15 October 2009
When I learned SQL, I was taught that the way to do a join was with a WHERE clause. For example, if you have orders:
CREATE TABLE orders ( order_id bigserial PRIMARY KEY, customer_id bigint REFERENCES customers(customer_id), ... )
and order lines:
CREATE TABLE order_lines ( ordinal integer NOT NULL, order_id bigint REFERENCES orders(order_id), item_id bigint REFERENCES items(item_id), quantity decimal(10,2) NOT NULL CHECK(VALUE >= 0), ... PRIMARY KEY(order_id, ordinal) )
… to get a list of
SELECT orders.customer_id, order_lines.item_id FROM orders, order_lines WHERE orders.order_id = order_lines.order_id;
And that works great. However, there is another syntax, which is to use a JOIN clause in the FROM list:
SELECT orders.customer_id, order_lines.item_id FROM orders NATURAL JOIN order_lines;
NATURAL JOIN, in the words of the wonderful PostgreSQL documentation, “is shorthand for a USING list that mentions all columns in the two tables that have the same names,” so it’s equivalent to:
SELECT orders.customer_id, order_lines.item_id FROM orders JOIN order_lines USING(order_id);
which in turn is equivalent to:
SELECT orders.customer_id, order_lines.item_id FROM orders JOIN order_lines ON orders.order_id=order_lines.order_id;
NATURAL JOIN is nifty, but it does have a signficant danger. Suppose later we decided to add notes to orders:
ALTER TABLE orders ADD COLUMN note text;
And to order lines, too:
ALTER TABLE order_lines ADD COLUMN note text;
Suddenly, our natural join is much less, well, natural; it’s equivalent to:
SELECT orders.customer_id, order_lines.item_id FROM orders JOIN order_lines ON (orders.order_id=order_lines.order_id) AND (orders.note=order_lines.note);
… which is almost certainly not what you want. In absence of amazingly good naming discipline, NATURAL is a bit too surprising.

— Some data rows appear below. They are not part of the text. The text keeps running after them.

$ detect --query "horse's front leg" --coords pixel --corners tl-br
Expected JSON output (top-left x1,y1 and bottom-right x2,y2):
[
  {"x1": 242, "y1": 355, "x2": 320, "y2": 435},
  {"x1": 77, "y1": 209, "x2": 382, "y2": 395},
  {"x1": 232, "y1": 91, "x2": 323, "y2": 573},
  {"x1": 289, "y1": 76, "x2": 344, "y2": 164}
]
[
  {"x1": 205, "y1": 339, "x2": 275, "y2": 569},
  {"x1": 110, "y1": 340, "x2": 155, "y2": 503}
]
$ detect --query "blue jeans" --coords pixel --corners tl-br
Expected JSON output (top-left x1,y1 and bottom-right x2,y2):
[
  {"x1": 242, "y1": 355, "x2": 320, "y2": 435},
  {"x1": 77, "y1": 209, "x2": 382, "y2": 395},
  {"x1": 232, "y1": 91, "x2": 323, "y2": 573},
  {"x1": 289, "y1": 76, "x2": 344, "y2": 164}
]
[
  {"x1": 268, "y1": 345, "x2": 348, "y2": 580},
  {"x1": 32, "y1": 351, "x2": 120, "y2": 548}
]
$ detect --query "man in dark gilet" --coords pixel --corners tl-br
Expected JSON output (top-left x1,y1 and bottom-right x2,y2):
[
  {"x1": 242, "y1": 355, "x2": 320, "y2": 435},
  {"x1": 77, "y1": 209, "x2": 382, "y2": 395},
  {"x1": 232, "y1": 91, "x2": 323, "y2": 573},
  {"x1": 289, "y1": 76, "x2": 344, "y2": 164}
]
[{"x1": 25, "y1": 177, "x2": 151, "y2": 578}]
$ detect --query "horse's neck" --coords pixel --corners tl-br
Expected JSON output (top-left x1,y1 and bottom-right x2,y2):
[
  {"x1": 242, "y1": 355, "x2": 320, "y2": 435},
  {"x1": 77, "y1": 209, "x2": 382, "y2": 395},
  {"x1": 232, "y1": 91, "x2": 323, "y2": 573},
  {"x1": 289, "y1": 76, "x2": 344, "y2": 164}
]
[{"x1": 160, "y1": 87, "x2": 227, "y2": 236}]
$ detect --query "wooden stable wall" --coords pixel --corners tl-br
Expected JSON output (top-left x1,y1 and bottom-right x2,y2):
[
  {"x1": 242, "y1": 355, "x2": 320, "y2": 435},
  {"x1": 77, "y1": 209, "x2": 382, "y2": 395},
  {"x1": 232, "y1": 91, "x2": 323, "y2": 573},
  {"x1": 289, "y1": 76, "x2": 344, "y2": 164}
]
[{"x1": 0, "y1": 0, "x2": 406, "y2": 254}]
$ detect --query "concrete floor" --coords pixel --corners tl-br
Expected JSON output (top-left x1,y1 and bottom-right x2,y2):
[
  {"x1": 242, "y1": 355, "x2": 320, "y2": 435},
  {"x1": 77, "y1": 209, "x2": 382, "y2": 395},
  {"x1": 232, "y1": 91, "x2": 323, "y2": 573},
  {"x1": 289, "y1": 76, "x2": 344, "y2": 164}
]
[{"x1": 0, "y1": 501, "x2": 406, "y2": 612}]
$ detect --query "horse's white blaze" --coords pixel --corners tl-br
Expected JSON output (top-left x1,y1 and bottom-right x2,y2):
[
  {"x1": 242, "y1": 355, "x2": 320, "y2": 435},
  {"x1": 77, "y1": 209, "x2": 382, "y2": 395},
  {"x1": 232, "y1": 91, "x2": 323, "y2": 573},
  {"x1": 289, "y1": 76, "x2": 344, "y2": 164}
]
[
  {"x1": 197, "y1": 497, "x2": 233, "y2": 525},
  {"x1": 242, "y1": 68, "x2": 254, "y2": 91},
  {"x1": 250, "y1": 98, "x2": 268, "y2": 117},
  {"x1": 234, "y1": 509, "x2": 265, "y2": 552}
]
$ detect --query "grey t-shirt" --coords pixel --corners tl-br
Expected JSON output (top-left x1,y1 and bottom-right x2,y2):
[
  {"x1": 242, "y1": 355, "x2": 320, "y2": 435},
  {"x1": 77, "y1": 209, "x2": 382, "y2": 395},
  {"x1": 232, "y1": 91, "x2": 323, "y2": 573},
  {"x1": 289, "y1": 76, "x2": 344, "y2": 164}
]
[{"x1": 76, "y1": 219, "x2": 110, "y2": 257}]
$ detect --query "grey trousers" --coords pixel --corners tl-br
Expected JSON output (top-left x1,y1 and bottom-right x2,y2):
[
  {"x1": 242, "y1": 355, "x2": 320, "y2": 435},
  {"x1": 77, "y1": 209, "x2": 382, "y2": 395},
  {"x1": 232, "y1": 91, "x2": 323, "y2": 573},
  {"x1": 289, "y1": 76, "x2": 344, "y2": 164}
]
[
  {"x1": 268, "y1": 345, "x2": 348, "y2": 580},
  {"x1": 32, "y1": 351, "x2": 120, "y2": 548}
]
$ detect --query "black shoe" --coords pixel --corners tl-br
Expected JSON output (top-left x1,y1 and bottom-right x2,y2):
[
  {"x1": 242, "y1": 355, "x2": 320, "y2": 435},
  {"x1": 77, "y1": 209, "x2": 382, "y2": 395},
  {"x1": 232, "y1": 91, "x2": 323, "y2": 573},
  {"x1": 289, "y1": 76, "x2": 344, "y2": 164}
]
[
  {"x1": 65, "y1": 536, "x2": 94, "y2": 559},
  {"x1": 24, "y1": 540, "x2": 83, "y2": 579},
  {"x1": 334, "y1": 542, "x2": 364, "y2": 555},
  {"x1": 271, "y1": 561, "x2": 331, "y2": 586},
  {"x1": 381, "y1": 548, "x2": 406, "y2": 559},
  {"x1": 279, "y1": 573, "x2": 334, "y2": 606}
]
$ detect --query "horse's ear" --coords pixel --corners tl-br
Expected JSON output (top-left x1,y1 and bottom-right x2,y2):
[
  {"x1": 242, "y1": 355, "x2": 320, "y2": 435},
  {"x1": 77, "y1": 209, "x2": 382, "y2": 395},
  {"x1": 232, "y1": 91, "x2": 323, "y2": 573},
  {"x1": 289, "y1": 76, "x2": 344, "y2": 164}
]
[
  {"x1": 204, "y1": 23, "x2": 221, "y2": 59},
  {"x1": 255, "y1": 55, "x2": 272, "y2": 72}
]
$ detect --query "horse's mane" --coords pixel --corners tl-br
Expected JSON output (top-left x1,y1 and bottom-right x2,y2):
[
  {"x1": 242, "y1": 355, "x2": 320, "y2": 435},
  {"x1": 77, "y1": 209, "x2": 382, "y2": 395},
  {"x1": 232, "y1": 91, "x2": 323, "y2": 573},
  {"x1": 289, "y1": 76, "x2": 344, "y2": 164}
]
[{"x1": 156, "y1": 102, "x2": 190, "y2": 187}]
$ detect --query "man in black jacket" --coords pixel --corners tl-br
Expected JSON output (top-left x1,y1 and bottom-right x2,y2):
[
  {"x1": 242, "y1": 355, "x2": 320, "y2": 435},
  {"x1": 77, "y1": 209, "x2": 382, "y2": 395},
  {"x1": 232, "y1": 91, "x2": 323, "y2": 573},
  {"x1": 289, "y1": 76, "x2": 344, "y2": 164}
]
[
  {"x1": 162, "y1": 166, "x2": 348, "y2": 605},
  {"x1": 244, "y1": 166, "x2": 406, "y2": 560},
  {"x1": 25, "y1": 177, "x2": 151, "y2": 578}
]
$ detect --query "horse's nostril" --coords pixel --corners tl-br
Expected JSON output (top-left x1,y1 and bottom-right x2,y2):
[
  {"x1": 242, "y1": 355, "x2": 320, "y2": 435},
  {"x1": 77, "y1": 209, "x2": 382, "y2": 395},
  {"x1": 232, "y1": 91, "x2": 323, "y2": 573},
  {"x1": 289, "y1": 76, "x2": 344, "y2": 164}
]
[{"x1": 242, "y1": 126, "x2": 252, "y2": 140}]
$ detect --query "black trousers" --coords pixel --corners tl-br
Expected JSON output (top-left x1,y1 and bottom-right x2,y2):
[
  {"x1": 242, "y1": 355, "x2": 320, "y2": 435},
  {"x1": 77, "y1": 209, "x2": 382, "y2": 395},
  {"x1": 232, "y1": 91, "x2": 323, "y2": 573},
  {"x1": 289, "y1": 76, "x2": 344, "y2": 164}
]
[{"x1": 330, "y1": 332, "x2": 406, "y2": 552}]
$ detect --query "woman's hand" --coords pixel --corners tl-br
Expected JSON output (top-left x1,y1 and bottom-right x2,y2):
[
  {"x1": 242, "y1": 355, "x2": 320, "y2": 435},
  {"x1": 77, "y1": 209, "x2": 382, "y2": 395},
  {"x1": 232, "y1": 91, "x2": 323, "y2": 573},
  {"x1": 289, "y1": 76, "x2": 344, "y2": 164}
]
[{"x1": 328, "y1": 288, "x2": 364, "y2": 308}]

That being said, I’ve gotten very fond of USING and ON. I find it very intuitive to separate join conditions from other filtering conditions. For example, if we only wanted order lines with a quantity greater than zero:
SELECT orders.customer_id, order_lines.item_id FROM orders JOIN order_lines USING(order_id) WHERE order_lines.quantity > 0;
I like the separation of the join condition that assembles the product of the input tables from the filtration conditions, as I tend to think of those independently when designing a query.
This starts coming apart when you have extremely complicated join conditions, or are joining over many tables (more than three or four), it’s often clearer to move the join conditions into the WHERE clause. Otherwise, see if separating out the join conditions from the other conditions makes your queries easier to read; it did for me.